Michael Laurenz ist dieser Josef K., ein Sänger, der auch in rhythmisch kniffligsten Passagen keine Abstriche an tenoraler Strahlkraft zu machen braucht. So aussichtslos seine Lage von vornherein ist (in die er sich ja auch fügt), ist dieser Josef K. Ja einer, der viel fragt, viel widerspricht und in biedersinniger Naivität die Staats-Maschinerie zu hinterfragen sucht, in deren Zahnrädern er längst zermalmt wird. Diese rührende Aufrichtigkeit bringt Michael Laurenz höchst überzeugend heraus, aber auch das steigende Misstrauen jenen Damen gegenüber, die sein Bestes zu wollen behaupten. Ilse Eerens singt sie (wie vom Komponisten gedacht) in Personalunion: Fräulein Bürstner, die Frau des Gerichtsdieners, Leni, ein buckliges Mädchen – sie alle umgarnen Josef K. Auf irgendeine Weise und es bleibt offen, ob ihre Avancen aufrichtig sind oder ob sie, modern gesprochen, undercover dem System-Moloch zuarbeiten
Auch Ilse Eerens (in der Salzburger Uraufführung sang Lisa della Casa diese Rollen) besticht mit feiner Deklamation, wie überhaupt die sprachliche Akkuratesse an diesem Abend höchst eindrucksvoll war: Jochen Schmeckenbecher, der wortgewaltige Bass für all die System-Schurken (u.a. der Aufseher und der Gefängniskaplan), Lars Woldt als anpässlerisch-verschlagener Prügler, Matthäus Schmidlechner als selbstgewiss-herablassender Student/Direktor-Stellvertreter: Sie machten glaubhaft, wie die Typen klingen, vor denen man sich in Acht nehmen sollte. Auch einem solchen tenor-Strahlemann wie Jörg Schneider (der Maler Titorelli, eine höchst zwielichtige, gerichtsnahe Figur) traute man besser nicht über den Weg.

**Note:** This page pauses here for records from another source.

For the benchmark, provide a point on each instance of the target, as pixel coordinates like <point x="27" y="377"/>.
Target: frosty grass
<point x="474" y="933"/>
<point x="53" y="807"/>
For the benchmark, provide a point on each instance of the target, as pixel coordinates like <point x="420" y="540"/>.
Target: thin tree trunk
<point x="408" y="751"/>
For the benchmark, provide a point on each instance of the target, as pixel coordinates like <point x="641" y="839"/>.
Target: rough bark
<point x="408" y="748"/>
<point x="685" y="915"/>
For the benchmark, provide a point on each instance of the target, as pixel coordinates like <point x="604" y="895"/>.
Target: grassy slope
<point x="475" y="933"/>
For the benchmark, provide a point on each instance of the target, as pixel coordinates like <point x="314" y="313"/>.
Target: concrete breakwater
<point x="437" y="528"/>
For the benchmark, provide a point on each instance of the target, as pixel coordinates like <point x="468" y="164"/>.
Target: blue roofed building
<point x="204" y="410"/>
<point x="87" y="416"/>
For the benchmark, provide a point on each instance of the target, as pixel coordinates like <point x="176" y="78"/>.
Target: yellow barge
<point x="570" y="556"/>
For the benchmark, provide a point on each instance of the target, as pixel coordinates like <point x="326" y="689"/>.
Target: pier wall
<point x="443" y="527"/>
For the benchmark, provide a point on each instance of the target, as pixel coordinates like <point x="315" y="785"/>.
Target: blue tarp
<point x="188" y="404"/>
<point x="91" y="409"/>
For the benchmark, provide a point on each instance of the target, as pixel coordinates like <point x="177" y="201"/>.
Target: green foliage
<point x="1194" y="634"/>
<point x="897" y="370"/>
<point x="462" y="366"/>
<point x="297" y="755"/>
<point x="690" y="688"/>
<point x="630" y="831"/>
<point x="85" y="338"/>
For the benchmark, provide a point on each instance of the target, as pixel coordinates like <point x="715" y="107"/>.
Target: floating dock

Auch die kleineren Rollen waren sprachlich ganz wunderbar genau gearbeitet, von Anke Vondung (Frau Grubach) über die Johannes Kammler, Tilmann Rönnebeck, Alexander Hüttner, Martin Kiener, Daniel Gutmann. Die vielen Mehrfachrollen machen in dem Werk deutlich, von wie vielen Seiten Gefahr lauert in diesem faulen, aber betriebsamen und wortgewandten Schweigestaat.